Xiaomi Introduces Humanoid Robot to Automotive Assembly Line, Aligning with Tesla and BMW Initiatives
Xiaomi has debuted its first humanoid robot on an automotive assembly line, operating autonomously for three hours at a self-tapping nut workstation with a 90.2% success…
Xiaomi has announced the debut of a humanoid robot on its automotive production line, marking the company's first such deployment. The robot operated independently for three hours at a workstation dedicated to installing self-tapping nuts, achieving a 90.2% success rate in simultaneous dual-side installations. Officials noted that this performance is improving through ongoing testing, with the robot adeptly retrieving nuts from an automated feeder and securing them into positioning fixtures—despite challenges like intricate spline structures, variable gripping angles, and magnetic forces on pins.
Powering the robot is Xiaomi's in-house 4.7-billion-parameter Vision-Language-Action model, known as Xiaomi-Robotics-0, paired with reinforcement learning techniques. This combination minimizes the need for extensive manual data training, allowing the system to adapt rapidly to its surroundings. Xiaomi views this as a pivotal achievement in scaling humanoid robots for automotive manufacturing, with trials expanding to additional production stations and more details forthcoming.
In a December interview, CEO Lei Jun outlined plans for widespread factory adoption of humanoid robots within five years. He cited examples like AI-enhanced X-ray inspections that outperform manual methods by tenfold in speed and fivefold in accuracy for large components. Beyond industry, Jun envisions these robots entering homes, potentially unlocking a massive market opportunity valued in trillions of yuan.

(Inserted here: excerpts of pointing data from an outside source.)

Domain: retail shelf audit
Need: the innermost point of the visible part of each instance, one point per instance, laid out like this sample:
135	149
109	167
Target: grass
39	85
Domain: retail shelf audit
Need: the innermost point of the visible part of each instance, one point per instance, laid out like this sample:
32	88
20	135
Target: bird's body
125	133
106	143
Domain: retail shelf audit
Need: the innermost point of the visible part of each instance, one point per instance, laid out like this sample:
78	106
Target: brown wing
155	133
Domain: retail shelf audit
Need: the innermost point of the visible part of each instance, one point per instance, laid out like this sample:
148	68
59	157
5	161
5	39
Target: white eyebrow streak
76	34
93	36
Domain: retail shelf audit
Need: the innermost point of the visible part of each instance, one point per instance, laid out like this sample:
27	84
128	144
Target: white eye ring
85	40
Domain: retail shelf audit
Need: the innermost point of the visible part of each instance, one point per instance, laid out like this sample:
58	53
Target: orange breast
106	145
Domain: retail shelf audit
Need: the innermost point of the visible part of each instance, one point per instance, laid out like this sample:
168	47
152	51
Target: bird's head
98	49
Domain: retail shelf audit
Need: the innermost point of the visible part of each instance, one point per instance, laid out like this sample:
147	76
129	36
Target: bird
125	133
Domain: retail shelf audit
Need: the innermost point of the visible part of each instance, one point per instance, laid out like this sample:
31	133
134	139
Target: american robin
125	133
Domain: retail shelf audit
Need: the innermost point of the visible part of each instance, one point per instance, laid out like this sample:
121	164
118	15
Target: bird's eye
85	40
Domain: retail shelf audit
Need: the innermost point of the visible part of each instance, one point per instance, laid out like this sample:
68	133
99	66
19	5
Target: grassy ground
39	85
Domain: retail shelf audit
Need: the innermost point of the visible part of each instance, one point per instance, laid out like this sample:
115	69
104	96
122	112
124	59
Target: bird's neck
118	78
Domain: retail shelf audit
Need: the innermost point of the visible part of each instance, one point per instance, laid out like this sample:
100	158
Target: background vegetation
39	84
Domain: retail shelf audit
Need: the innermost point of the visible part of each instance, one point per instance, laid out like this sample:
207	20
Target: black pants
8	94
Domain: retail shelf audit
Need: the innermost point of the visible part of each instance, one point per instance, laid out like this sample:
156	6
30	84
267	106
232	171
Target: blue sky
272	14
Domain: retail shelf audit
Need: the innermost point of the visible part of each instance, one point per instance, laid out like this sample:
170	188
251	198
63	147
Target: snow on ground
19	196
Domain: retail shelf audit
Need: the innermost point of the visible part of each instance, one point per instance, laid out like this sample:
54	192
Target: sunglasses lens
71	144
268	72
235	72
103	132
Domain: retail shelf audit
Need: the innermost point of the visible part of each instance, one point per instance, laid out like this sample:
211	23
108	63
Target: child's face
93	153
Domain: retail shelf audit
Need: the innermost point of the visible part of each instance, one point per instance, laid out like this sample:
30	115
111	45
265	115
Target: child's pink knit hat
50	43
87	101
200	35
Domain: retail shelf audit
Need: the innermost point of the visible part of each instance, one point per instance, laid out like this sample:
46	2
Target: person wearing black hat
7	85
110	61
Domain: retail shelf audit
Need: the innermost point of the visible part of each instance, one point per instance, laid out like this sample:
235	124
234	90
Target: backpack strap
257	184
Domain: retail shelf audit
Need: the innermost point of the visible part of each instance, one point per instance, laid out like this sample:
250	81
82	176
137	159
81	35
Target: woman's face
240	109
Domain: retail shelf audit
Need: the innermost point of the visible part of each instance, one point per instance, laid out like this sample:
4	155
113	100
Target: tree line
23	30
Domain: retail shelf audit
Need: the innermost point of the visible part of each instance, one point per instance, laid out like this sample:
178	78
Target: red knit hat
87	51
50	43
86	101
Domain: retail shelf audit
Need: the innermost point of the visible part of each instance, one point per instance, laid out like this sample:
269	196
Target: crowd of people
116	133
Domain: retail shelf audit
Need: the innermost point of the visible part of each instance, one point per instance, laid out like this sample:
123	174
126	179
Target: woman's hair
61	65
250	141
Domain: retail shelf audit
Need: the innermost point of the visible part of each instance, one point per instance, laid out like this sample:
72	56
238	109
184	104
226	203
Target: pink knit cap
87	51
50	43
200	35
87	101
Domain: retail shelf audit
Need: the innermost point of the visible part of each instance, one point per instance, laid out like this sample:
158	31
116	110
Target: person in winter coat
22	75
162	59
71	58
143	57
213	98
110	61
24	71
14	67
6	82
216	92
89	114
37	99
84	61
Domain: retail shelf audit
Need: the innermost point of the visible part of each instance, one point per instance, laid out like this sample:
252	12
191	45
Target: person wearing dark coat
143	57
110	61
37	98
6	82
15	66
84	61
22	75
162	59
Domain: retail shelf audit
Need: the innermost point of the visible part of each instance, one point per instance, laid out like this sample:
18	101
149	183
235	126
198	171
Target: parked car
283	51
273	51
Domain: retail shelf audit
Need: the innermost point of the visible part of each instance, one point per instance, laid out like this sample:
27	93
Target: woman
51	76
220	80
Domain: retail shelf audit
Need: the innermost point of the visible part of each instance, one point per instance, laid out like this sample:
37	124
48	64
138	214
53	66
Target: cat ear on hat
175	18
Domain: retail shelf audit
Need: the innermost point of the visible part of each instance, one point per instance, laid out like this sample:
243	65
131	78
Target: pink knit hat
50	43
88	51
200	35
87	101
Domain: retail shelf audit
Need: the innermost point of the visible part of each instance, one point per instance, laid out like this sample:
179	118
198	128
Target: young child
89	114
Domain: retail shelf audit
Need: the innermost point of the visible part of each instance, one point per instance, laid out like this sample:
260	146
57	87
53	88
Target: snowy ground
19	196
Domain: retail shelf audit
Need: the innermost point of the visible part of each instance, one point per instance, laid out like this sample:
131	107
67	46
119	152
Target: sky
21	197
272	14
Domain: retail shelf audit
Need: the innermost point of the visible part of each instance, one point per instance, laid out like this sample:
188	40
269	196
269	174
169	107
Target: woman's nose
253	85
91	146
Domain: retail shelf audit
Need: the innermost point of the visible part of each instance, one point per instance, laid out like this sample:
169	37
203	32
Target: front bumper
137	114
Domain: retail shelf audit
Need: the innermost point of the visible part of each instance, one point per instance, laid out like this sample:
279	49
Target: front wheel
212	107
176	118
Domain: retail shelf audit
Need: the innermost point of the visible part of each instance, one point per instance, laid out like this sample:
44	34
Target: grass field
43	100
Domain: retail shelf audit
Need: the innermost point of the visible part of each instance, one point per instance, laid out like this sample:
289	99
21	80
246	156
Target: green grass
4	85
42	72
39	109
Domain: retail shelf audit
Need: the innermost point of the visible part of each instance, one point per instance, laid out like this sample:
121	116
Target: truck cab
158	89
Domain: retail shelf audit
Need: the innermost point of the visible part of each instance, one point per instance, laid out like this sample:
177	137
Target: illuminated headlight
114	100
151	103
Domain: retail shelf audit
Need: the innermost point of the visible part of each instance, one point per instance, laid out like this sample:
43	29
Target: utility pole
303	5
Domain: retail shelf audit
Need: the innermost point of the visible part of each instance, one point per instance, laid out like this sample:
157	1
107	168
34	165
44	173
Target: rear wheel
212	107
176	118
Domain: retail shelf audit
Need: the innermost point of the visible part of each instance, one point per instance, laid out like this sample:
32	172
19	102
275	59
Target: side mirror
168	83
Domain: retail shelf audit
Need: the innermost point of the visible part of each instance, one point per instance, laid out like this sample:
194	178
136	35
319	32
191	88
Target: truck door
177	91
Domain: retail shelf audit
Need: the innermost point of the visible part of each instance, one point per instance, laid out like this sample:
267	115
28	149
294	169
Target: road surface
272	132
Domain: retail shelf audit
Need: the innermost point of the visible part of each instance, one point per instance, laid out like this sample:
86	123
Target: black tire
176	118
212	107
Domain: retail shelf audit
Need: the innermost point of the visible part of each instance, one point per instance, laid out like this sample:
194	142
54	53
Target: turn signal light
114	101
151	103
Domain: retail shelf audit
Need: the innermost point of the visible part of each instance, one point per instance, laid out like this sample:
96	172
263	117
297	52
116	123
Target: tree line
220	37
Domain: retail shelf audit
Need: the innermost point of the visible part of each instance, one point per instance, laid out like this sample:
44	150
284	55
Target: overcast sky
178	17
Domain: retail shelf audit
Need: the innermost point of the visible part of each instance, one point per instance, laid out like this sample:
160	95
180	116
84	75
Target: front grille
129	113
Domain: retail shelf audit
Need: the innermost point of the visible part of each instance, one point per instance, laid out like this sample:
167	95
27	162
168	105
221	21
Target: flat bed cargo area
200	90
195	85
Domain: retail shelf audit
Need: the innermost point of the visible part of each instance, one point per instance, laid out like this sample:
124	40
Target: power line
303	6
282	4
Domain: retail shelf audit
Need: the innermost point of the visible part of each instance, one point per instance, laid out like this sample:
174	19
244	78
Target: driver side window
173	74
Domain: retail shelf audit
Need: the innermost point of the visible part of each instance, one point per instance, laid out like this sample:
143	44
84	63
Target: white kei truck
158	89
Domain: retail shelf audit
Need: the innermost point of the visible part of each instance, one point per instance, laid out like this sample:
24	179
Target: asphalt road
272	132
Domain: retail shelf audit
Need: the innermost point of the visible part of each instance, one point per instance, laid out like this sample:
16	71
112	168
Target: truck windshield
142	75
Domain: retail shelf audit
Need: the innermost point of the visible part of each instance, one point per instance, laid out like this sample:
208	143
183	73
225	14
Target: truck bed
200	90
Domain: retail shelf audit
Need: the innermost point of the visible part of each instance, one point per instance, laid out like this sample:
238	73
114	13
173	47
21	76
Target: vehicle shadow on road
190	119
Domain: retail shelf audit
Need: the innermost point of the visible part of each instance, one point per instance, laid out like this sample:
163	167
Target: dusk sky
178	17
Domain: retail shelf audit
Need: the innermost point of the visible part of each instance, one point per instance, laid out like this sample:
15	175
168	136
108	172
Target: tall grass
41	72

Xiaomi's move aligns with industry trends, as BMW prepares a summer pilot at its Leipzig facility following April tests. Tesla's Optimus robot is already performing basic factory duties, with a third version slated for release this year. Meanwhile, Chinese rival XPeng aims to establish the sector's first mass-production hub for humanoids in Guangzhou by year's end, targeting large-scale output.